What follows is based on my experience and that of others with the three species of bears in North America; brown/grizzly bears, North American black bears, and polar bears. Brown bears and polar bears are of course found in Europe and Asia as well as North America, and Asian black bears have many similarities to those in North America. My hope, then, is that this information will prove relevant to a wide audience. In addition to feedback concerning the bears covered, I am interested in readers’ thoughts about how the information that follows pertains to other bear species.

In what follows, I will first flesh out of my advice to seek out the guidance of experts, and to continue to do so for as long as spending time in bear country is a part of your life. Bear safety researchers continue to expand and refine the available knowledge and practical advice.

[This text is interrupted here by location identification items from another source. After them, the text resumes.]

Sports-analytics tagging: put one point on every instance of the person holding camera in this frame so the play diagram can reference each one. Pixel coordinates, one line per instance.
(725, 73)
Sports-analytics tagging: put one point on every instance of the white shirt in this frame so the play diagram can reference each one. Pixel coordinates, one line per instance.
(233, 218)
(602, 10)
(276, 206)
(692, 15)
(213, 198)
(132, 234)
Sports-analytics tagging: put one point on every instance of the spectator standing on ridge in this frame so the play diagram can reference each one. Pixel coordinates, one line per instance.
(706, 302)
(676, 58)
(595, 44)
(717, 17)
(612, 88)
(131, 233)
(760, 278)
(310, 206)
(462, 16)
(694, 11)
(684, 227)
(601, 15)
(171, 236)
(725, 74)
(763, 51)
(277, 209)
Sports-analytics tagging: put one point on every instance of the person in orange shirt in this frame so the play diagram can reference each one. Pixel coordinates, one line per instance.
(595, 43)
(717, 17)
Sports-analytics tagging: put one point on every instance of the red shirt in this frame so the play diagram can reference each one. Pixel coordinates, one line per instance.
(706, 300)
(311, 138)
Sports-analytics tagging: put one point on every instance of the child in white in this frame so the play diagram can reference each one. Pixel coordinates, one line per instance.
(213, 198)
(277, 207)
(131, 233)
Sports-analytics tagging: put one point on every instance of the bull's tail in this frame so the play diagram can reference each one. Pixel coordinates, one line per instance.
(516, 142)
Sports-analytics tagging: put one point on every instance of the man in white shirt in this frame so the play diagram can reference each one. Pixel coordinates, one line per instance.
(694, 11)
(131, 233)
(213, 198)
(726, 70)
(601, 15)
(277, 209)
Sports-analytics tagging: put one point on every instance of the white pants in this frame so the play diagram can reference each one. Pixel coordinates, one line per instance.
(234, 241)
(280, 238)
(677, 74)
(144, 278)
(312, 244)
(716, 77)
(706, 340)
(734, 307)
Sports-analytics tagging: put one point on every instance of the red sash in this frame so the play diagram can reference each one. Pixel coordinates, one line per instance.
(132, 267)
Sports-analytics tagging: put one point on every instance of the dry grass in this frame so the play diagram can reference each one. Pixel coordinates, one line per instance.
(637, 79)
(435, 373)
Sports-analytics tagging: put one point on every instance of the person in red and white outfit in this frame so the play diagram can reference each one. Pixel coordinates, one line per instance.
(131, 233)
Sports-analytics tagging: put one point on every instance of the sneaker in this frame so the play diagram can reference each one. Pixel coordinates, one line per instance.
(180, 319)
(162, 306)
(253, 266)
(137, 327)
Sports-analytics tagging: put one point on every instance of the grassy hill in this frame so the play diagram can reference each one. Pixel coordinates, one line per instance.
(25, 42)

I will then emphasize certain aspects of the standard advice and offer some tips of my own that I think are most relevant to the needs of visual artists. In no way is this intended as an authoritative, final word on the subject. My hope is to help initiate an ongoing discussion of bear safety among visual artists who share the privilege of venturing into bear country on a regular basis.

Carl Ramm

Carl Ramm is an artist/naturalist who has spent most of his life in Alaska, following a childhood in south Alabama. He and his wife Susan currently live far from the contiguous road system in the village of King Salmon on the Alaska Peninsula.